How important is it to invest in the return of nature?
It is extremely important. If we want to continue to believe in ourselves, we must invest in nature and the sea, which are the most intimate parts of nature. For this reason, we have taken the schools of Montalto and Pescia Romana to the sea for an experience outside the classroom. From there, they became other schools.

We cannot talk about integral ecology, according to the concept expressed by Pope Francis: the connection between environment and humanity, and thus, if this relation is fertile, everyone benefits; otherwise, it’s the opposite. An environmental crisis always corresponds to a social and human one. In what way does your work with nature, particularly the sea, fall within the concept of integral ecology?
This is very important for us, as we have always thought of the existence of a social reason for all the catastrophes, wars, and negative environmental situations. I return to the thoughts of Rawls and his difference between the contractualist and the utilitarian vision. The second will never allow you to resolve the problems that are present in the environment. In the environmental revolution, it is thus important that this be useful to the last. If they aren’t the first on the agenda but only the flower or fish, this cannot work.

Do you also teach this in schools?
That the environment is for all the living things in the world, and to put first who is last and alone.

What are the indispensable key words in the journey you take forward?
They are the violence we try to battle, the educational one that make us suffer, that also enters the schools, and listening, in our dictature of saying, that must bring a radical change.

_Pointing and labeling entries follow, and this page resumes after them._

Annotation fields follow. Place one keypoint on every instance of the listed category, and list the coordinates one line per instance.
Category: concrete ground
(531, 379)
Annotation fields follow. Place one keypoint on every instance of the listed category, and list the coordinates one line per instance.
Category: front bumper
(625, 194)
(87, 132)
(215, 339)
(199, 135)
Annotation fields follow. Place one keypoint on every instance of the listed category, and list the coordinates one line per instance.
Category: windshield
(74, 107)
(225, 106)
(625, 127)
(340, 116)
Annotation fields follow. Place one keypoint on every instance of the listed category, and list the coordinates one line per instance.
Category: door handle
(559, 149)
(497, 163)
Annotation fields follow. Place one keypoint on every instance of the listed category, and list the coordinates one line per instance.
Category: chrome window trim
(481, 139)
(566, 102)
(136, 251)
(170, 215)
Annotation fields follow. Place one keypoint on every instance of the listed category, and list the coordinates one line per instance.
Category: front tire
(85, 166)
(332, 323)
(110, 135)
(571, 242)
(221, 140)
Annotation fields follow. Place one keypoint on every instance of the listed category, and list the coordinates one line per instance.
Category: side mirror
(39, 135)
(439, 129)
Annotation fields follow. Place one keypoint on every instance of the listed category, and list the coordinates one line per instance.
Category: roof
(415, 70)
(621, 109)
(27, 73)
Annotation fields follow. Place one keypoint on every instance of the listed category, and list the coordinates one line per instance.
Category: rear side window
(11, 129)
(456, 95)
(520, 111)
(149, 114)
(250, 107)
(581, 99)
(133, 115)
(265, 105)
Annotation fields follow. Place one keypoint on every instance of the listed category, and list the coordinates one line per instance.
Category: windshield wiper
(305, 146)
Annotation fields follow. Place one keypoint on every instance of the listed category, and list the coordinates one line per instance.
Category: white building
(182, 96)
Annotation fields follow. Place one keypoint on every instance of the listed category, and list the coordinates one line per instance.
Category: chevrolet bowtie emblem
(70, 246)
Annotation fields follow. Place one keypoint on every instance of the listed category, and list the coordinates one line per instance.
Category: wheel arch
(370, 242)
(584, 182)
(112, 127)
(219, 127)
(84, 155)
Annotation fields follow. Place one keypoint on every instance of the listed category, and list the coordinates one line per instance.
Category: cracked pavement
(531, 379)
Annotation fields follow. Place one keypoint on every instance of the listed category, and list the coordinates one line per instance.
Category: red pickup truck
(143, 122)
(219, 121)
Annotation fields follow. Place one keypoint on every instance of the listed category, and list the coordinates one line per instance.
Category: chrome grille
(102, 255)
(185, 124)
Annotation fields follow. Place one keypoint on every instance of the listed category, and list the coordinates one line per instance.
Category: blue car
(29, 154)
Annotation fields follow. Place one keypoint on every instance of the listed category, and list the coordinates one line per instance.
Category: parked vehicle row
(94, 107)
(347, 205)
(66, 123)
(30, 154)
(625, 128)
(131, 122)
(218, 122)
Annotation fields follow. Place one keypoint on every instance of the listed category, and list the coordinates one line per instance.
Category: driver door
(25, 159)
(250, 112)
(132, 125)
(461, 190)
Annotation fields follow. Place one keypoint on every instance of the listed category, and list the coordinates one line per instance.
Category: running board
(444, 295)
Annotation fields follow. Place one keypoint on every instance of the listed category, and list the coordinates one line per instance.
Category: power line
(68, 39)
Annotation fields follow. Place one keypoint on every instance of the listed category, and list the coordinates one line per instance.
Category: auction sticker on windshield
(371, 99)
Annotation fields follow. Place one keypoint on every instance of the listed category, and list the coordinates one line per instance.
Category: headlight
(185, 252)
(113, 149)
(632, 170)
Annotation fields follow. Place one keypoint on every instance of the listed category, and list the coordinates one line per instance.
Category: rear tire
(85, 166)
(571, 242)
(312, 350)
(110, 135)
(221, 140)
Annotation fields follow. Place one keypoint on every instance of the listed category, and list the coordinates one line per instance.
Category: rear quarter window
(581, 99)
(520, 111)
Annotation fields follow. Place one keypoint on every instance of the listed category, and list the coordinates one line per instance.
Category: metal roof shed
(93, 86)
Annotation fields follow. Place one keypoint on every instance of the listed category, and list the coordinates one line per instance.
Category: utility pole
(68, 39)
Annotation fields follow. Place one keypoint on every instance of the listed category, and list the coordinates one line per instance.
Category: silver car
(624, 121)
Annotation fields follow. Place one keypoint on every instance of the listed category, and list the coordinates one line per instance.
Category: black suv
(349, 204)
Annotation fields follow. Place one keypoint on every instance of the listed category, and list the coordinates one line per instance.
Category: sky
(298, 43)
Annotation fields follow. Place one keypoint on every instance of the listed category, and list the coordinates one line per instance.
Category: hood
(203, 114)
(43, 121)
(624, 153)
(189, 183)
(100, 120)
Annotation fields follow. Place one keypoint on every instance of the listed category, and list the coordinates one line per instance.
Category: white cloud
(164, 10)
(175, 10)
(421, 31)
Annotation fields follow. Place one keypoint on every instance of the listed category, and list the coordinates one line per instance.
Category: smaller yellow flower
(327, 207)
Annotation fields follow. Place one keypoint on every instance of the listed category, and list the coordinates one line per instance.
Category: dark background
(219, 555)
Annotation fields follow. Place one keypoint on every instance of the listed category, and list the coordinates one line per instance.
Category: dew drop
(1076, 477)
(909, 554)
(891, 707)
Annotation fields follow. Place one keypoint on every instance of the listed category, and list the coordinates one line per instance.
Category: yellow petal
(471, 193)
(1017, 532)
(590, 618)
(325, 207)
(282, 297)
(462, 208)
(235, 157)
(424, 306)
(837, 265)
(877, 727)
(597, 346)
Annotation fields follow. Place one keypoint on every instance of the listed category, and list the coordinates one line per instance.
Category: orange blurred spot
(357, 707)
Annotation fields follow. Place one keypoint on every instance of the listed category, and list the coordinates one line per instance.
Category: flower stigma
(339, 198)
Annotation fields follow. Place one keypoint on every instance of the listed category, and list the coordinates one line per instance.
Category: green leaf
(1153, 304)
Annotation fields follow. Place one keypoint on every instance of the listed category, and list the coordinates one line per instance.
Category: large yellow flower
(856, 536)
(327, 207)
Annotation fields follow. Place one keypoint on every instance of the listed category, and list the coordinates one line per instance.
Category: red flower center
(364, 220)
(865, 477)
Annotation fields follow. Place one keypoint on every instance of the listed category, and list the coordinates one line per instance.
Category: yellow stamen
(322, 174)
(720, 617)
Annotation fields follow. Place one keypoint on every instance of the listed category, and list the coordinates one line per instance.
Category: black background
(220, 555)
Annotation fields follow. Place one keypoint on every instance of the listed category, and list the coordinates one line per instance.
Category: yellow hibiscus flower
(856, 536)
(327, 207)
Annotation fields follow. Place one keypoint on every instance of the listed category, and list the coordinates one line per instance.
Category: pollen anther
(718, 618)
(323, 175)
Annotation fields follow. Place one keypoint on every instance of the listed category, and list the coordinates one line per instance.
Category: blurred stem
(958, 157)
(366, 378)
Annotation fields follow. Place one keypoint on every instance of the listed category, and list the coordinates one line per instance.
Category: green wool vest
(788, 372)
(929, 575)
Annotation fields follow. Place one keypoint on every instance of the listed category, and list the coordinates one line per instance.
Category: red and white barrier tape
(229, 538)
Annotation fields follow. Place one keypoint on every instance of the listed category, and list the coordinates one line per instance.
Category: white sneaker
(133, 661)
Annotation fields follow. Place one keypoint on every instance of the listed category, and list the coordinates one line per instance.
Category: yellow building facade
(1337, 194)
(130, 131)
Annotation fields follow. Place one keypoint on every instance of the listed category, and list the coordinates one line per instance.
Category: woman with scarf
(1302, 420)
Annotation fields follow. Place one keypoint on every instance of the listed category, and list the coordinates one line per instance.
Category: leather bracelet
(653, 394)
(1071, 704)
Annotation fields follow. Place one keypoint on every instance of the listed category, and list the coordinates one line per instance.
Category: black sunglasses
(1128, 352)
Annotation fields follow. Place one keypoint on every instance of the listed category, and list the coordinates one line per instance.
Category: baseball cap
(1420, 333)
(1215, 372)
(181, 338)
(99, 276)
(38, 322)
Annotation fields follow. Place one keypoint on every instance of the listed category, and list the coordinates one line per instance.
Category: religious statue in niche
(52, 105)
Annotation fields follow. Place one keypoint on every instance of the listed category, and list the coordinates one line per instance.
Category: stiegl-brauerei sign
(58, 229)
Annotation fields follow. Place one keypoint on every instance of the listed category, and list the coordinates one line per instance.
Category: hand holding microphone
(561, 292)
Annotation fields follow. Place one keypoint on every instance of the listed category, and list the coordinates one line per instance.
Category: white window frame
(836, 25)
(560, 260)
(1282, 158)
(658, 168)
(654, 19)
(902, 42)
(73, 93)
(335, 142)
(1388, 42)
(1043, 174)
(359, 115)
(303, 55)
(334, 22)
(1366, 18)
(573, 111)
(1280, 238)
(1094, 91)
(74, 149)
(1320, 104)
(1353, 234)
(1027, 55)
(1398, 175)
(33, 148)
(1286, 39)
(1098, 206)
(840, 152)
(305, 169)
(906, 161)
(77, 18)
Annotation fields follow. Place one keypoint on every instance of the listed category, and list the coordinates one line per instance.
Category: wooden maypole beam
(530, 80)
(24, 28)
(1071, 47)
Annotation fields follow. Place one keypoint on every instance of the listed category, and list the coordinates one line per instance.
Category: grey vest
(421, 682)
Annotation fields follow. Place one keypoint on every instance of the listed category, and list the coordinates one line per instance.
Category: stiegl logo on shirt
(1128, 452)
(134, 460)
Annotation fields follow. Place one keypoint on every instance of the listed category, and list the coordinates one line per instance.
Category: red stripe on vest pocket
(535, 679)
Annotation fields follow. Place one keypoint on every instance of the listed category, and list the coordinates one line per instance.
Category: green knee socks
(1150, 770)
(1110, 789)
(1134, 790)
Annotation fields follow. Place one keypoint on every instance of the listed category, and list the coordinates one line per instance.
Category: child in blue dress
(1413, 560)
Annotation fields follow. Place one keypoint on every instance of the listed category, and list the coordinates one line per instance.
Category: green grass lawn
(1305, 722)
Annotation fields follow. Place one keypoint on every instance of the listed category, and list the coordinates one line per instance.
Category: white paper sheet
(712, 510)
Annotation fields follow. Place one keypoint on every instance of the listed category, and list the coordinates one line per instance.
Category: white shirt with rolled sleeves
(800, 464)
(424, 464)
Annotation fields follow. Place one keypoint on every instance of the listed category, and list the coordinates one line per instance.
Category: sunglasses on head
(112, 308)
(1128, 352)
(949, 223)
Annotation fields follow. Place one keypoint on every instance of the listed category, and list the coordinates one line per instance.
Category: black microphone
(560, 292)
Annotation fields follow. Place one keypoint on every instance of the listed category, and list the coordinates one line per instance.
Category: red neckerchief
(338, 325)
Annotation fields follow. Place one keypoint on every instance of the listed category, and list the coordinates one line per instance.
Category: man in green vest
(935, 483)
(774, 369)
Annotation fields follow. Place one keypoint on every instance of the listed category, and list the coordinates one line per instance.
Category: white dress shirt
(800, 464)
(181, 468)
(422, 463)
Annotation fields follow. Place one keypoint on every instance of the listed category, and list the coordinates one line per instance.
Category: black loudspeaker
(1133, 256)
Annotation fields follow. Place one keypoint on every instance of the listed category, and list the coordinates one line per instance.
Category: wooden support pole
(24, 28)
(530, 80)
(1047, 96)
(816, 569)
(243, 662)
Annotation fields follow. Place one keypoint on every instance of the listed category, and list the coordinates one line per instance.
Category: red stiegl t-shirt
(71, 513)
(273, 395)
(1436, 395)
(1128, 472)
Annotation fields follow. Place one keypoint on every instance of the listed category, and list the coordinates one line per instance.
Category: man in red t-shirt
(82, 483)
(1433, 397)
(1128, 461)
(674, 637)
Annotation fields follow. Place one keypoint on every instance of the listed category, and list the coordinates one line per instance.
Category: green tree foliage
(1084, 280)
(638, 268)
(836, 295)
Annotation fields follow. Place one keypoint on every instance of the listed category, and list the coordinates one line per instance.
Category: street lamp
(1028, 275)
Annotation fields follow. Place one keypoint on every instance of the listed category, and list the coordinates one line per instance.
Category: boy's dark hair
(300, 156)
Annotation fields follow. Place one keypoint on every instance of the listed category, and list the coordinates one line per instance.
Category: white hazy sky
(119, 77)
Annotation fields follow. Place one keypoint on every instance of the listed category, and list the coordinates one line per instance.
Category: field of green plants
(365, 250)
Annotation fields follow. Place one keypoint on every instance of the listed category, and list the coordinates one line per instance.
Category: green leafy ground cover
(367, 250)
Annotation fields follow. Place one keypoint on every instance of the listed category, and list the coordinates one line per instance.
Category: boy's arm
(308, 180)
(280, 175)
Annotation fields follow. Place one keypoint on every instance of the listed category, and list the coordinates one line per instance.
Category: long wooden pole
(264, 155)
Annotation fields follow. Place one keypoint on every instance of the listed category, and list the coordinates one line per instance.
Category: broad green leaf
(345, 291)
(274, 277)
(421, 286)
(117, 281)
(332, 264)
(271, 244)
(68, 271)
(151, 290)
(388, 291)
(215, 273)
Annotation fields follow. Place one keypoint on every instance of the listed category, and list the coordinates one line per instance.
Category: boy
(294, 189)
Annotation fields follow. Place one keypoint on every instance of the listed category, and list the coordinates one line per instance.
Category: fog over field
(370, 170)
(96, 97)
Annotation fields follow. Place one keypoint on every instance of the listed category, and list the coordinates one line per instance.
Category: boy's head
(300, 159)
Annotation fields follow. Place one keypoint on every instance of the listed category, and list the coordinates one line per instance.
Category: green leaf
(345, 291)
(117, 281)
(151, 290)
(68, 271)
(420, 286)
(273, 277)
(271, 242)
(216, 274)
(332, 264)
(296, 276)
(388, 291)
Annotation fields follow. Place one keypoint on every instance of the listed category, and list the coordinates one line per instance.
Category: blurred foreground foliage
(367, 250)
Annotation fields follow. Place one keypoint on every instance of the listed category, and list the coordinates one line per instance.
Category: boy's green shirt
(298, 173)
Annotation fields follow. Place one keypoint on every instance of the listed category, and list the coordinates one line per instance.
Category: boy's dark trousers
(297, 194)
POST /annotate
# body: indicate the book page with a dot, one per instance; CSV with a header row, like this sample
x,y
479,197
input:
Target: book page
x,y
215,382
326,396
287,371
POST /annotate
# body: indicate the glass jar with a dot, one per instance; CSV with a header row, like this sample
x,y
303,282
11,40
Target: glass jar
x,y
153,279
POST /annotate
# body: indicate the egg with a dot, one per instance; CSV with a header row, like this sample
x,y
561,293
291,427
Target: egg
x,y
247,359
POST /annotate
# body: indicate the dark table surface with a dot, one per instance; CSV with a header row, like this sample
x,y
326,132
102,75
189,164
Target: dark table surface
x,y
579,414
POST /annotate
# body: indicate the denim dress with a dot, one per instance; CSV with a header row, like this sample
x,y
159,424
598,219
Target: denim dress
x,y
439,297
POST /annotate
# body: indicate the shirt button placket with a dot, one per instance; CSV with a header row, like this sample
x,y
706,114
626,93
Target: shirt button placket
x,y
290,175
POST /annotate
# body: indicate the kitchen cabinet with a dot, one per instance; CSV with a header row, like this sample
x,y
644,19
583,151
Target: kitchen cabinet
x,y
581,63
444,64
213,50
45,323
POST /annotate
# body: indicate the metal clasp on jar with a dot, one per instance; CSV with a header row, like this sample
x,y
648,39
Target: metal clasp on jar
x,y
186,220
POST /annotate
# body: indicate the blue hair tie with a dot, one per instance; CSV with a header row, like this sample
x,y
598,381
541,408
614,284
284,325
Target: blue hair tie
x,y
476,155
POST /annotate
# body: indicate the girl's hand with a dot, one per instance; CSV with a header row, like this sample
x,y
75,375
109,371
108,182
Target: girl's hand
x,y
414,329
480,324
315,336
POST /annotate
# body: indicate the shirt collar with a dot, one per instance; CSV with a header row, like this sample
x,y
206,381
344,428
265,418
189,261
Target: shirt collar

What are the most beautiful things you take in your heart looking back at these 38 years?
I would once again do all that I’ve done, including commas. The sea saved my life. With it, I’ve lived some of the most beautiful things of my story.

How do I cross the sea?
To immerse ourselves in the nature of the sea means really touching liberty and happiness.

And for this reason, you tried to return to people?
In some way, I managed to return my debt.

Is it harder to sail across the ocean or to sustain the political and cultural difficulties that a project as beautiful as yours must face in a society organized often differently than you think?
Fighting on land. Because that is what it is all about. Fighting for an ideal. Fighting as we are doing to keep open an important school, a social capital, is so difficult. Much better are the storms of navigation than what must be done on land. There is no doubt about it.